Create table Loadtest_Copy
(
IDVal int ,
CustomerName varchar(200),
CustomerCity varchar(200)
)
GO
Create Clustered index ixc_IDVal on LoadTest_Copy(IDVal)
Create index ix_CustomerName on LoadTest_Copy(CustomerName)
Create index ix_CustomerCity on LoadTest_Copy(CustomerCity)
GO
In another window modify your sys.partition query and change the name from LoadTest to LoadTest_Copy. Run this now and you have 3 rows, one for the clustered index and one for each of the other indexes.
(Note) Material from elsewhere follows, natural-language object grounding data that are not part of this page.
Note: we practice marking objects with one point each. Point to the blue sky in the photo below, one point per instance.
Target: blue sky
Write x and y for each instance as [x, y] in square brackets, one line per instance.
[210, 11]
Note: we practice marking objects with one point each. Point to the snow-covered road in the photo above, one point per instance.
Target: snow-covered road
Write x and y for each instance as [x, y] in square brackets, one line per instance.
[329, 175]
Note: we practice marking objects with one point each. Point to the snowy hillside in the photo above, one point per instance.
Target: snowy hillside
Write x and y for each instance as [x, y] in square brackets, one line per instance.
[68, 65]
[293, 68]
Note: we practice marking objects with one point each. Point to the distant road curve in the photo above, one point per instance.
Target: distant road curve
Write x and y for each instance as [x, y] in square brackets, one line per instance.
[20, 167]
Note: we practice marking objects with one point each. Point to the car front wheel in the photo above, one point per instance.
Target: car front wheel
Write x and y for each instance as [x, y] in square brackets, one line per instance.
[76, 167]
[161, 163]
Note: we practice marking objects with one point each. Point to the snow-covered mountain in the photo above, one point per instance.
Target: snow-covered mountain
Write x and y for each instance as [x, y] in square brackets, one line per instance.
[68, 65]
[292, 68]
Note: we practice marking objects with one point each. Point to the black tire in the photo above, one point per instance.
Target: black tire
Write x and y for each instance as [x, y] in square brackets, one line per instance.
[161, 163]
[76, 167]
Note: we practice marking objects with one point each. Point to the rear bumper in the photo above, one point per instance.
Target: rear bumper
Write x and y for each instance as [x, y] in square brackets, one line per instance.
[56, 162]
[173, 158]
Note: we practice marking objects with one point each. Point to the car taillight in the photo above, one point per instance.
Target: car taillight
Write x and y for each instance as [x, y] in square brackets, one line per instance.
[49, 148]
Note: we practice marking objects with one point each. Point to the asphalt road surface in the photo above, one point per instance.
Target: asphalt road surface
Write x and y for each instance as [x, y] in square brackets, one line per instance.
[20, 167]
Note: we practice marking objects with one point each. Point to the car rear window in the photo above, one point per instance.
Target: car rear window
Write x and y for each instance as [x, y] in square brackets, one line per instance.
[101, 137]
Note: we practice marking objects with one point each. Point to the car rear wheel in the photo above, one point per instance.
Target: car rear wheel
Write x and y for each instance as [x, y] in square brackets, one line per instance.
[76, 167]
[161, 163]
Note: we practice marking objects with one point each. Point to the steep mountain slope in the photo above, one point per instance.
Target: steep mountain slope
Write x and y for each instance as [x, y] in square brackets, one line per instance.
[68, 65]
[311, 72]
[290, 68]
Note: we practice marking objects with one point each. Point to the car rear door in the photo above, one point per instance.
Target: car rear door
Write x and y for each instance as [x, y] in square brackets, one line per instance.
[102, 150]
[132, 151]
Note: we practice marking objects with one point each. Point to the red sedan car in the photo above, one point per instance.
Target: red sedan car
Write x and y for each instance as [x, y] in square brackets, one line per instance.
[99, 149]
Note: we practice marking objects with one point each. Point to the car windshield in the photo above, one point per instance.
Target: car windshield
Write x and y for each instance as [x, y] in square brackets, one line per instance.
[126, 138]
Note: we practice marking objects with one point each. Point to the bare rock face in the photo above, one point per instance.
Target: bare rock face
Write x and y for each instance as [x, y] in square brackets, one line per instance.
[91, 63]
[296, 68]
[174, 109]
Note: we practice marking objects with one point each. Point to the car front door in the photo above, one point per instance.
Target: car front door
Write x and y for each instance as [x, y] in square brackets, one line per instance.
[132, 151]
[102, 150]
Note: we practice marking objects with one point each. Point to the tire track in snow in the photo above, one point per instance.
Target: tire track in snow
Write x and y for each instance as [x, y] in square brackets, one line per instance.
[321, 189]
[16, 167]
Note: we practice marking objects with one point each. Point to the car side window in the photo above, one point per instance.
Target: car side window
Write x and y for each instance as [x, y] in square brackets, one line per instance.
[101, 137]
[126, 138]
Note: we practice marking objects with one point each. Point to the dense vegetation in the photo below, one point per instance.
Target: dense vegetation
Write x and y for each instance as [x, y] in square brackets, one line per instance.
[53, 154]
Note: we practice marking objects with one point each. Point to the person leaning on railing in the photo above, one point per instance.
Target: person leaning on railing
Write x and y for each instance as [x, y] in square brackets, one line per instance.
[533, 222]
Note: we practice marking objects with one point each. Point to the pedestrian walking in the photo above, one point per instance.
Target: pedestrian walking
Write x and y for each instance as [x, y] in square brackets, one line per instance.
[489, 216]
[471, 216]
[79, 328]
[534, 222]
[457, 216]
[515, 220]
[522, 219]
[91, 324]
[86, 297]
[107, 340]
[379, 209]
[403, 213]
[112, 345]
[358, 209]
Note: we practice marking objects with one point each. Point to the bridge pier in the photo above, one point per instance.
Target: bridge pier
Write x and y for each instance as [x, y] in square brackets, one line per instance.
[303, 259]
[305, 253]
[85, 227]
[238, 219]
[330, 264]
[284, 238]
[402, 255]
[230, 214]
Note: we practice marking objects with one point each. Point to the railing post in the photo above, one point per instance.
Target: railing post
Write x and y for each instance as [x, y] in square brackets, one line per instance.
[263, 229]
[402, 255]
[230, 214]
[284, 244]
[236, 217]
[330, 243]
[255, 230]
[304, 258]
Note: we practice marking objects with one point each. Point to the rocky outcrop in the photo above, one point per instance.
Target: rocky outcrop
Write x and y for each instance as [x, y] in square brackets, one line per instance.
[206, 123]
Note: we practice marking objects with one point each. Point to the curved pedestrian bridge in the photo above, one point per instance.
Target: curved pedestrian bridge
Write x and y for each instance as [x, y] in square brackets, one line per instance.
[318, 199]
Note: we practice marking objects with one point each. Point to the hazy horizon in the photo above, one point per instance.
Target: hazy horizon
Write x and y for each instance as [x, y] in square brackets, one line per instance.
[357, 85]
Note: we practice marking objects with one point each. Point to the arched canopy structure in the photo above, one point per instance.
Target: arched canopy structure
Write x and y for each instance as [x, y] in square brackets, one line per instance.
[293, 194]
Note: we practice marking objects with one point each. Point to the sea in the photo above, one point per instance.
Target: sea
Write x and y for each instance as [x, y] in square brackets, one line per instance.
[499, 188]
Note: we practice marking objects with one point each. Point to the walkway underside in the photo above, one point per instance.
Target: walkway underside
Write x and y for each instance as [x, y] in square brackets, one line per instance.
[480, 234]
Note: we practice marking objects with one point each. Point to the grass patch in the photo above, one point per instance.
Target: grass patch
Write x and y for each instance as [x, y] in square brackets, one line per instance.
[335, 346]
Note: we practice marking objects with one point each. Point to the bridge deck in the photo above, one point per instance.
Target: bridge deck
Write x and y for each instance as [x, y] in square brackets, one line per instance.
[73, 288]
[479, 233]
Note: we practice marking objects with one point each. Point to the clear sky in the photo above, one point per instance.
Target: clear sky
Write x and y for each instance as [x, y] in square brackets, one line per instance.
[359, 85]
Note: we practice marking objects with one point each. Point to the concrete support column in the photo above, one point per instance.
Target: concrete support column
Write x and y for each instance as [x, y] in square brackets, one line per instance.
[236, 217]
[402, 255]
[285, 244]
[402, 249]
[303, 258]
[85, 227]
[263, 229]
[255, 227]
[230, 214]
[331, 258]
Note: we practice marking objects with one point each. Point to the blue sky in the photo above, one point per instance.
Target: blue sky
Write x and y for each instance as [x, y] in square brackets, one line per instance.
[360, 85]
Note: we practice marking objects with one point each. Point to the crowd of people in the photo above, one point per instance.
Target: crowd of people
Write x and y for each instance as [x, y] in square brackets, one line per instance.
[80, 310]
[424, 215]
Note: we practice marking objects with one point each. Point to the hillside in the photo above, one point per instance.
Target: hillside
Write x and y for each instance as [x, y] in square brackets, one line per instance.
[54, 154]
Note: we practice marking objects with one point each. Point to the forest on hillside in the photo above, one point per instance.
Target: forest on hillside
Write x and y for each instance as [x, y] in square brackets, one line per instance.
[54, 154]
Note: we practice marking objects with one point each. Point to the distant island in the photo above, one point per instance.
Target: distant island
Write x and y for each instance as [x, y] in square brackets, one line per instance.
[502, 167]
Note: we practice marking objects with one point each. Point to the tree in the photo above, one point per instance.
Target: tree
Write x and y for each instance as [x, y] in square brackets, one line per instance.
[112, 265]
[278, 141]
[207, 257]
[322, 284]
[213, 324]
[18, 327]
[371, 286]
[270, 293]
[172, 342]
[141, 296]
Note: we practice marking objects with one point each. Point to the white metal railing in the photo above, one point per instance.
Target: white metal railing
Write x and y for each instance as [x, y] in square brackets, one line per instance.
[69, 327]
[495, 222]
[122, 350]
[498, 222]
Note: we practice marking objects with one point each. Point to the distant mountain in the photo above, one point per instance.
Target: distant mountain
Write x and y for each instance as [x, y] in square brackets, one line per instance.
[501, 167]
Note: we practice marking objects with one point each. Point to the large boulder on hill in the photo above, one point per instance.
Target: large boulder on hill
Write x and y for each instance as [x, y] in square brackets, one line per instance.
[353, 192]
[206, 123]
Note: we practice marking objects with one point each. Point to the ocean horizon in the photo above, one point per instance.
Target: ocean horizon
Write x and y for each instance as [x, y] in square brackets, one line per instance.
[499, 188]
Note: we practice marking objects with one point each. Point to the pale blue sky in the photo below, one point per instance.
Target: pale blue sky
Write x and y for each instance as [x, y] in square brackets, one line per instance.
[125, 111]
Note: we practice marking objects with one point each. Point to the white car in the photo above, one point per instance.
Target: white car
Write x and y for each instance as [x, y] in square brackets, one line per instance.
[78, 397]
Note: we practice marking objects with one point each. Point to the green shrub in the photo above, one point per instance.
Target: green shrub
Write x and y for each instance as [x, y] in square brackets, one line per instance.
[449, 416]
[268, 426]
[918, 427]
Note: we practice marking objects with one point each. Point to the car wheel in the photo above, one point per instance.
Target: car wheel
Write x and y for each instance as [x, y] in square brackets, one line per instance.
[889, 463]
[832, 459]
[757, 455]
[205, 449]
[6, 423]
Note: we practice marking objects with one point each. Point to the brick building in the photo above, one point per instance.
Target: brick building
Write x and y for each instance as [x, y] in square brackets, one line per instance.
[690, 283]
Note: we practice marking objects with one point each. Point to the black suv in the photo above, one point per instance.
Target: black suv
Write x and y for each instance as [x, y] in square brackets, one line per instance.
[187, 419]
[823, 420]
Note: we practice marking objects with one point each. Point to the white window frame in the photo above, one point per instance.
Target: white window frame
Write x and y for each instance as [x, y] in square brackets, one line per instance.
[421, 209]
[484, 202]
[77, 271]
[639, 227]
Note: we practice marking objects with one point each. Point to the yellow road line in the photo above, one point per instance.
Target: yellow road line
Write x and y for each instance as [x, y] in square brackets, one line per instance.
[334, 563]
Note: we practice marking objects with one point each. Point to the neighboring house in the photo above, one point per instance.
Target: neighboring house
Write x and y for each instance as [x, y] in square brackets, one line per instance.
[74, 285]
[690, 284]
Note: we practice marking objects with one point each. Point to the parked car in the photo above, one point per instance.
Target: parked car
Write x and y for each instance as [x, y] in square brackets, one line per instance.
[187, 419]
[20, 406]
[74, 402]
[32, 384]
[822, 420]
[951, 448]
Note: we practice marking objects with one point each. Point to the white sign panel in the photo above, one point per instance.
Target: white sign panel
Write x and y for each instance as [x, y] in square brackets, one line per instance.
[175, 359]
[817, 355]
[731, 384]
Somewhat more realistic and more interesting.
SELECT sp.index_id,Rows,si.name,si.type_desc
FROM sys.partitions sp
inner join sys.indexes si
on sp.object_id=si.object_id
AND sp.index_id=si.index_id
where object_name(sp.object_id)='LoadTest_Copy'
Results:
index_id Rows name type_desc
1 0 ixc_IDVal CLUSTERED
2 0 ix_CustomerName NONCLUSTERED
3 0 ix_CustomerCity NONCLUSTERED
Now, do an insert from LoadTest into LoadTest_Copy. Start it and then flip over to your sys.partition query, run it while the insert is happening and look at the results.
You can keep hitting F5 and watch the numbers change. Notice it builds the clustered index first, which of course makes sense, and then will go through each of the other 2 indexes building them out.
index_id Rows name type_desc
1 449900 ixc_IDVal CLUSTERED
2 0 ix_CustomerName NONCLUSTERED
3 0 ix_CustomerCity NONCLUSTERED
index_id Rows name type_desc
1 2000000 ixc_IDVal CLUSTERED
2 1065245 ix_CustomerName NONCLUSTERED
3 0 ix_CustomerCity NONCLUSTERED
index_id Rows name type_desc
1 2000000 ixc_IDVal CLUSTERED
2 2000000 ix_CustomerName NONCLUSTERED
3 126137 ix_CustomerCity NONCLUSTERED
And finally now that it’s done:
index_id Rows name type_desc
1 2000000 ixc_IDVal CLUSTERED
2 2000000 ix_CustomerName NONCLUSTERED
3 2000000 ix_CustomerCity NONCLUSTERED
So next time you’re wondering if your insert or update statement is actually doing anything useful, you can leverage some of the underlying DMV data to make sure things are still on track and it’s a good way to tell if you have time to run out for coffee. That’s the last SQL related thing I’m doing, time for vacation…cheers!